Webscraping with RSelenium

Automate your browser actions

Etienne Bacher

LISER

2023-03-17



  • Motivation: when do we need RSelenium?


  • Get started


  • Basic example


  • Advanced example

Static and dynamic pages

Static and dynamic pages



The web works with 3 languages:

  • HTML: content and structure of the page
  • CSS: style of the page
  • JavaScript: interactions with the page

Static and dynamic pages



The web works with 3 languages:

  • HTML: content and structure of the page

  • CSS: style of the page

  • JavaScript: interactions with the page

Static vs dynamic



Static webpage:

  • all the information is loaded with the page;
  • changing a parameter modifies the URL


Examples: Wikipedia, IMDB, elections results from El Pais, etc.

Example: elections results in Spain from the website of El Pais


Static vs dynamic



Dynamic webpage: the website uses JavaScript to fetch data from their server and dynamically update the page.


Example: Premier League stats.

Example: Premier League stats

Why is it harder to do webscraping with dynamic pages?

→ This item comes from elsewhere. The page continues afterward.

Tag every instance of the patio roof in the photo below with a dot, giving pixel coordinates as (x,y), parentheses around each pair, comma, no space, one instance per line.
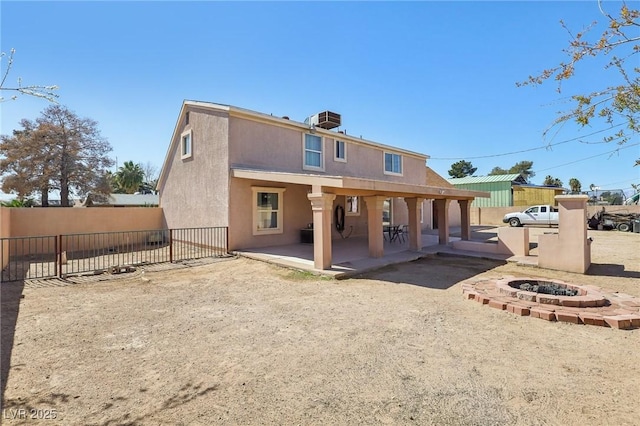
(346,185)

Webscraping a static website can be quite simple:

  • you get a list of URLs;
  • download the HTML for each of them;
  • read and clean the HTML

and that’s it.


This is “easy” because you can identify two pages with different content just by looking at their URL.





In dynamic pages, there’s no obvious way to see that the inputs are different.



So it seems that the only way to get the data is to go manually through all pages.

(R)Selenium

Idea


Idea: control the browser from the command line.


“I wish I could click on this button to open a modal”

remote_driver$
  findElement(using = "css", value = ".my-button")$
  clickElement()


“I wish I could fill these inputs to automatically connect”

remote_driver$
  findElement(using = "id", value = "password")$
  sendKeysToElement(list("my_super_secret_password"))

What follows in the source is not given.